The standing to fight for privacy rights of third parties in California state courts is mostly brought up in connection with media and online services. See discussion in Yelp Inc. v. Superior Court (2017) 17 Cal.App.5th 1, 9,  review denied (Feb. 14, 2018). The discussed cases, however, included the element of an anonymous speaker, who is presumed in desire to remain anonymous. Here, it is hard to say upfront that tenants desire to remain anonymous, especially if their information is sought for the purposes of enforcing tenants' rights. What I may predict landlords might be electing to do in the future, is to have an opt-out form for tenants to sign, indicating their preference in being disclosed or remaining anonymous. Yet for the already existing information and in absence of the opt-out, a third-party's right to privacy is a tough cause to sue for.

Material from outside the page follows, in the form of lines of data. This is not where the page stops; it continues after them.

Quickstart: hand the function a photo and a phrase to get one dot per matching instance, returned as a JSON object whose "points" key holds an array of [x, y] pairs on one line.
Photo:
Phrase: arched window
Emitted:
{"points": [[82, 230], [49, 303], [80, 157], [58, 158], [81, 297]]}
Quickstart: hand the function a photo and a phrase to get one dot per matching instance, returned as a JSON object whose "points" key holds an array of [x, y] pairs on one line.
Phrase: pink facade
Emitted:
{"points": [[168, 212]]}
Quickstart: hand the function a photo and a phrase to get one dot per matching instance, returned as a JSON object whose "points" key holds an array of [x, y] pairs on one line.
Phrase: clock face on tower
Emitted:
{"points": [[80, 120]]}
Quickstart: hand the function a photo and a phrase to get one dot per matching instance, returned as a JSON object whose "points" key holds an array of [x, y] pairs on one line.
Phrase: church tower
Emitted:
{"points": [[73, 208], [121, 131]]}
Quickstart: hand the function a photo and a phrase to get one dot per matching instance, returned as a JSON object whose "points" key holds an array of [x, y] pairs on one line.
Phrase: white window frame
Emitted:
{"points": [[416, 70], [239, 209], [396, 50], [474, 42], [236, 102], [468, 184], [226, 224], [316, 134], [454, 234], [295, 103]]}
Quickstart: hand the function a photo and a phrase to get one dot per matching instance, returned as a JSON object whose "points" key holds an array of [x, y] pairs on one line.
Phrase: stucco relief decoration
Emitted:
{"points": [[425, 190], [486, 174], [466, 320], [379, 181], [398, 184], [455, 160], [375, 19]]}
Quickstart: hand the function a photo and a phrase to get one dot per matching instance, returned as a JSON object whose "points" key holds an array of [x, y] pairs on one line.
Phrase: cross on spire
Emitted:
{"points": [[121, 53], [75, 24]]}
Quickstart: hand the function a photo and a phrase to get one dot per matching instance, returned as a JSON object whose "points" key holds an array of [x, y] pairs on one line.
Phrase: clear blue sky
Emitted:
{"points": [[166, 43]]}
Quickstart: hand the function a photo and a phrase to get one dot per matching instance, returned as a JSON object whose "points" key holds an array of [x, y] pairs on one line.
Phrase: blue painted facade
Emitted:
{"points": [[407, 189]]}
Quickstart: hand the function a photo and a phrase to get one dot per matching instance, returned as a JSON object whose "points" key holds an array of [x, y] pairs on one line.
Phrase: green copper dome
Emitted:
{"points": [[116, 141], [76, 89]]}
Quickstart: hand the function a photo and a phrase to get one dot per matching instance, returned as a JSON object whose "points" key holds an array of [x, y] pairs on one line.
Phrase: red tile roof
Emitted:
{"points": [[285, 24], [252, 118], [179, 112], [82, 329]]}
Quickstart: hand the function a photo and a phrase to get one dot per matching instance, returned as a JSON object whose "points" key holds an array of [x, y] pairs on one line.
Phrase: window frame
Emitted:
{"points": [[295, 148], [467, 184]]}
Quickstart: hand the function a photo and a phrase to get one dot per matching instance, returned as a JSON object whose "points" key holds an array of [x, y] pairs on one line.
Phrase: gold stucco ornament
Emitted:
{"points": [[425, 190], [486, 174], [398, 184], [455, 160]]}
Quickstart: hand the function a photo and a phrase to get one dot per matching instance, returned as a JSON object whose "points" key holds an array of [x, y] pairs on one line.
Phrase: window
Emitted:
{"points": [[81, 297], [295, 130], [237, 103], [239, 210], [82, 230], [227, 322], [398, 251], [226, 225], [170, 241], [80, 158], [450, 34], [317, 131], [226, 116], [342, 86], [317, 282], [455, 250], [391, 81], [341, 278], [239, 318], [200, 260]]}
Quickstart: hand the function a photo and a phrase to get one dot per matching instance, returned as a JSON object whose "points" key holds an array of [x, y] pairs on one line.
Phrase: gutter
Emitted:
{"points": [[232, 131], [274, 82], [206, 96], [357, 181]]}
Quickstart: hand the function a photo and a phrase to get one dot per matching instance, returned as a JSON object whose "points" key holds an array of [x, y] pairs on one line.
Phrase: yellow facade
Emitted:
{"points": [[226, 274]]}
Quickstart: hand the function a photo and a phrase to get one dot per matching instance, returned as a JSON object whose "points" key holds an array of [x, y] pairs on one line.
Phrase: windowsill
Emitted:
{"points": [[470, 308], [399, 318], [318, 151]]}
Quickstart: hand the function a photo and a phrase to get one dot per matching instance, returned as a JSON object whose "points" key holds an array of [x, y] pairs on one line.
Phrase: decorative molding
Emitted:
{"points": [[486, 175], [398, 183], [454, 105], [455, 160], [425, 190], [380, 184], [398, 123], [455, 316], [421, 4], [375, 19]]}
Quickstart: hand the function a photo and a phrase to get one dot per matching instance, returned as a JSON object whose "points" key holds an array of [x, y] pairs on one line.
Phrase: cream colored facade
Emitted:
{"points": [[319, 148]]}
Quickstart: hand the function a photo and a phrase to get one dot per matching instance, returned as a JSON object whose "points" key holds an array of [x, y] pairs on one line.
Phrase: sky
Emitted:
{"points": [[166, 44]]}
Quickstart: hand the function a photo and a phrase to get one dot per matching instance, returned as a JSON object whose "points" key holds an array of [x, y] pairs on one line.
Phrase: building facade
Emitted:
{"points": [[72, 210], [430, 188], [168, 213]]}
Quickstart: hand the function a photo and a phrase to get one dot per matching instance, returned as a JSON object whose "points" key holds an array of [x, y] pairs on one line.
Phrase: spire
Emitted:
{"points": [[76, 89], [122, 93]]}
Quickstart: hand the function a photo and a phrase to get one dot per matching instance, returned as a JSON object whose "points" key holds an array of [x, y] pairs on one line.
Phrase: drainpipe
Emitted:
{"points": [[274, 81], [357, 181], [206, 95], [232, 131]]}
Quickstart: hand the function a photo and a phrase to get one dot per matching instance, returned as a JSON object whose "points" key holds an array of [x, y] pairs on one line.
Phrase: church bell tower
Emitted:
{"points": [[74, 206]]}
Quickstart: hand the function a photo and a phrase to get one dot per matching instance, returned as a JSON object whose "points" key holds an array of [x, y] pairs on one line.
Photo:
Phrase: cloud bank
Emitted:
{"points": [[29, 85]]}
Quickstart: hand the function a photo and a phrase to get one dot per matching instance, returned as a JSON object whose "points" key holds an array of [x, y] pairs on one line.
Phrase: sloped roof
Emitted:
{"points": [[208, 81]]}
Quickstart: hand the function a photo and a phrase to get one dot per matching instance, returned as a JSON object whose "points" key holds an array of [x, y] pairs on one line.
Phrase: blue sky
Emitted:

Within the recent state-court decisions, the right is also hard to win on. See, e.g.,  In re Q.R. (2017) 7 Cal.App.5th 1231, 1237. The courts usually apply a balancing test of privacy interest vs. an purpose in disclosure [In re Clergy Cases I (2010) 188 Cal.App.4th 1224, 1235], and you may have noticed from the case above that the interest in furtherance of public policy in enforcing rental protections is usually given enough weight to overcome someone's individual privacy concerns. If still in doubt, read Department of Fair Employment and Housing v. Superior Court (2002) 99 Cal.App.4th 896, 903, as modified (June 26, 2002), where the tenants' information was found proper to be disclosed: "The Department's interest in prohibiting discrimination in housing outweighs any privacy interest of those applicants for housing with Keller and Mattox who were denied housing, or those who were accepted as renters." Id. at 904. This interest was found overcoming even the right to "autonomy privacy." However, an argument still might be made for the ""autonomy privacy” interest in choosing the persons with whom a person will reside," which worked in Tom v. City and County of San Francisco (2004) 120 Cal.App.4th 674, 680. Or perhaps, the plaintiffs could bolster their case by analogy with an employer-employee relationship, where the employer is charged with protecting employee's privacy: compare, Cal. Lab. Code § 1198.5 [own records] with requirements under CCP § 1985.6 for requesting someone else's records.

In any event, this San Jose case seems to be facing an Everest of a challenge to even get out from its initial stage. Ironically, the very landlords who petitioned for halting the registry might soon start appreciating its benefit in offering them the record evidence, assisting in rooting out bad actors and helping in assessing a purchase of a rental property.